SECURITY: Unicode canonicalization vulnerability

MSVR 50480
Vendor: GNU

There is a Unicode canonicalization vulnerability in libidn and libidn2
which can be used to bypass security filters that attempt to ensure that
an untrusted URL belongs to a particular domain.

When an IDN URL is parsed, it is converted to its KC normalization form.
There are a number of Unicode characters which, when converted to their
KC normalization form, become characters with syntax significant in a
URL. As an example, the character “℀” (U+2100) becomes the ASCII “a/c”,
which includes the URL path separator character.

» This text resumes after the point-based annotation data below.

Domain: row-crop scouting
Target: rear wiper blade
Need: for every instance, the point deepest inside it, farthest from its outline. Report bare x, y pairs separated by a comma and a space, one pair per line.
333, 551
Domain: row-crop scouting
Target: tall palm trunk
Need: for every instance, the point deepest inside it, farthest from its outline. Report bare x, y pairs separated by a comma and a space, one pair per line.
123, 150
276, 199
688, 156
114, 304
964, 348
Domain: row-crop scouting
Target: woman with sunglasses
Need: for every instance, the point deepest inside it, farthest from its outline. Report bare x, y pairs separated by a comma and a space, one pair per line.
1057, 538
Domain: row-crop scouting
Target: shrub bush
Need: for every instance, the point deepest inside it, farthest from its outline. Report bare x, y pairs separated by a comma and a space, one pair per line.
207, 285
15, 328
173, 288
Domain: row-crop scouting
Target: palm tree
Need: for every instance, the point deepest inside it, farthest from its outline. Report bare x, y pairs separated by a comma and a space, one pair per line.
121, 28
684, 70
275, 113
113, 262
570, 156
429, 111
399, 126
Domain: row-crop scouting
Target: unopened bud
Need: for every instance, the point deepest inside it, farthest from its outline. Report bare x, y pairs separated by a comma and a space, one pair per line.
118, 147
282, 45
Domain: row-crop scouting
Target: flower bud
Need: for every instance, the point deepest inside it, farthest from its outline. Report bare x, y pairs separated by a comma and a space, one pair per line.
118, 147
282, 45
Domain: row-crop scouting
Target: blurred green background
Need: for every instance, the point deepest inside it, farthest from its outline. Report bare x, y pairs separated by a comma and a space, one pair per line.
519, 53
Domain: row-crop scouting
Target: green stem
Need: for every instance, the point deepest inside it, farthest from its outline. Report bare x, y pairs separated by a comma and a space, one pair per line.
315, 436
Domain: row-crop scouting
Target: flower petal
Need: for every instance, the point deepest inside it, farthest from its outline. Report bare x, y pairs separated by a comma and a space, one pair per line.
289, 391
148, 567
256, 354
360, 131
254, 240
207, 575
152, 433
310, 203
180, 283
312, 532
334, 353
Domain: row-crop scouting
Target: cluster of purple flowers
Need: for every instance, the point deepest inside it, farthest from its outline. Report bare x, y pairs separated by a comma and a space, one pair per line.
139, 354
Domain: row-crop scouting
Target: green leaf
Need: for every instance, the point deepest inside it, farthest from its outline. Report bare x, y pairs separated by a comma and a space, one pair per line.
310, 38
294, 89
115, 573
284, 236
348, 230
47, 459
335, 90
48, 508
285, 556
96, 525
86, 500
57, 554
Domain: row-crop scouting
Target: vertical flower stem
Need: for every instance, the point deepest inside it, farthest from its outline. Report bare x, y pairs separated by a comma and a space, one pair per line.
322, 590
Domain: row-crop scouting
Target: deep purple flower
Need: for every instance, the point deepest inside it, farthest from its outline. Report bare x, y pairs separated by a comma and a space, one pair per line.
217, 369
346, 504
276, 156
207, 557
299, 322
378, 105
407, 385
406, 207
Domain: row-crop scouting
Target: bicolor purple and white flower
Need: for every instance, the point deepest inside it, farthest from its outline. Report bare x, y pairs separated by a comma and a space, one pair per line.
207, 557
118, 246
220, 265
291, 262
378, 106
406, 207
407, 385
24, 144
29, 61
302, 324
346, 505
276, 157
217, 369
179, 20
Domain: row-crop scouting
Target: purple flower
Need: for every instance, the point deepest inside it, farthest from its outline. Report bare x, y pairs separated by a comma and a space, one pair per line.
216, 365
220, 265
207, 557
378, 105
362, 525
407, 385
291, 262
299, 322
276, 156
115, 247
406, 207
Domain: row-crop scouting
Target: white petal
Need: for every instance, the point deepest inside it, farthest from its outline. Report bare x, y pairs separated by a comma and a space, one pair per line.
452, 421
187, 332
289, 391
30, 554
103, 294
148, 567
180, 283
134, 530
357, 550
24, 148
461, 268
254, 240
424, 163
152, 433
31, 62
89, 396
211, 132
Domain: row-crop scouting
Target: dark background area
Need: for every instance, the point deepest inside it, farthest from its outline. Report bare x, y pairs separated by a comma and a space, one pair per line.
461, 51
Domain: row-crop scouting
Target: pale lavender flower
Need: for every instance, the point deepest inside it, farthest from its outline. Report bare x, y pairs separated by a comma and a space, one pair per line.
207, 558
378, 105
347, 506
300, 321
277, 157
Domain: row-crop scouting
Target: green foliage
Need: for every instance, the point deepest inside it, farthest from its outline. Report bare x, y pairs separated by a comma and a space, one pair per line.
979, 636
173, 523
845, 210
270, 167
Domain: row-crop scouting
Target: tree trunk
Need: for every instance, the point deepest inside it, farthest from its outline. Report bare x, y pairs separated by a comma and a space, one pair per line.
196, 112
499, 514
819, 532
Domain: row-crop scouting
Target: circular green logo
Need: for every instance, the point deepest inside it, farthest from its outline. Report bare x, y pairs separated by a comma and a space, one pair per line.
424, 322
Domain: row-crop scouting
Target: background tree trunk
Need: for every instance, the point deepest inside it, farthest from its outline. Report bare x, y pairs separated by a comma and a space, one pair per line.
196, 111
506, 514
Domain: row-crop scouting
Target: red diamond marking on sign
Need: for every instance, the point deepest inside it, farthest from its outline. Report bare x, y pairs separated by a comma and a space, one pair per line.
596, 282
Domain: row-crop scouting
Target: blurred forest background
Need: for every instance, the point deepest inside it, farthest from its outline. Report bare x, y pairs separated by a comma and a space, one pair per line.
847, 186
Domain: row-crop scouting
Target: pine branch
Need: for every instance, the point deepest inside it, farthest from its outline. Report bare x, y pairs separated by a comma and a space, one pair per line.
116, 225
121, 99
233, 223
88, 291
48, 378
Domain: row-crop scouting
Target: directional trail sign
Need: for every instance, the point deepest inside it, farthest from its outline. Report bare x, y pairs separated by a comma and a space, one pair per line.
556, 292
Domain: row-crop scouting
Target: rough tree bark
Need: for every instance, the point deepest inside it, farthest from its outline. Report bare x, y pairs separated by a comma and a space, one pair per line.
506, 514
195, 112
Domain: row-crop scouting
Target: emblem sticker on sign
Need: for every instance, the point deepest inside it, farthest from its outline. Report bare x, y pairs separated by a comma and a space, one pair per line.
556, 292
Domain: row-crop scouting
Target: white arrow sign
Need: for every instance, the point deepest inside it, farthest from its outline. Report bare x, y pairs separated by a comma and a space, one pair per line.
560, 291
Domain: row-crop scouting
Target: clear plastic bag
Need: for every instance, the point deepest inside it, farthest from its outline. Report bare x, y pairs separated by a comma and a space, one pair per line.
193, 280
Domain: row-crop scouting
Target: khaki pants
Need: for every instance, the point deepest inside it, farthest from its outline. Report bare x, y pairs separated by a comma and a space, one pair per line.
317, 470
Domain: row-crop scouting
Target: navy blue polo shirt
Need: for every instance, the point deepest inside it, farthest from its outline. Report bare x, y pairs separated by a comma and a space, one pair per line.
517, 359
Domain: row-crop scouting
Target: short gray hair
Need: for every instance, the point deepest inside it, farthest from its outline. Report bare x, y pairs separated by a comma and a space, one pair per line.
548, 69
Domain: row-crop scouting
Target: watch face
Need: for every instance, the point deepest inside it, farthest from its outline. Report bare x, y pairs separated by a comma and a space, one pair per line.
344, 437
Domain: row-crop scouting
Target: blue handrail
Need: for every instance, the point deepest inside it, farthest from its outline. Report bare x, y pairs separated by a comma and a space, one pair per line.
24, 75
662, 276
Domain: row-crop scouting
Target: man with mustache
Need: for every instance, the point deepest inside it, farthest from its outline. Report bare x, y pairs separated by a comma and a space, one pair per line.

With the exception of using libidn2 with the “–no-tr46” flag (or
equivalent), both libidn and libidn2 accept URL’s that contain
characters which will normalize in this fashion, meaning that a URL like
“https://evil.c℀.microsoft.com/some.txt” will become
“https://evil.ca/c.microsoft.com/some.txt”. In scenarios where a service
attempts to validate that a user-provided URL belongs to a particular
domain or subdomain, often a regular expression is used to ensure that
the hostname portion of the URL ends with “.trusteddomain.com”. This is
typically done before converting to ASCII, which is often done only to
insert the URL in an HTTP response or to make a web request. Because the
normalization performed by libidn effectively changes the hostname of
the URL, a security check like this can be bypassed by including Unicode
characters whose normalization form includes syntax-significant
characters for URL’s.

This is particularly significant for OAUTH authenticators. Various OAUTH
flows involve an application providing an application ID and a redirect
URL to an authenticator service. The authenticator service then verifies
that the redirect URL belongs to the allow-listed hostname (or a
subdomain of this hostname) for the application ID before making a
request (or issuing a redirect) to the provided URL with an
authentication token. An attacker can leverage the behavior in
idnlib/idnlib2 to bypass the subdomain allow-list check by constructing
a URL like “https://evil..c℀.microsoft.com/some.txt”. This URL will be
parsed as being a subdomain of Microsoft.com, which in this scenario is
the allow-listed domain for the application. However, when a request or
redirect is issued to this domain, the request will actually be made to
https://evil.ca/c.microsoft.com/some.txt  , causing the authentication
token to go the attacker’s evila.ca service instead.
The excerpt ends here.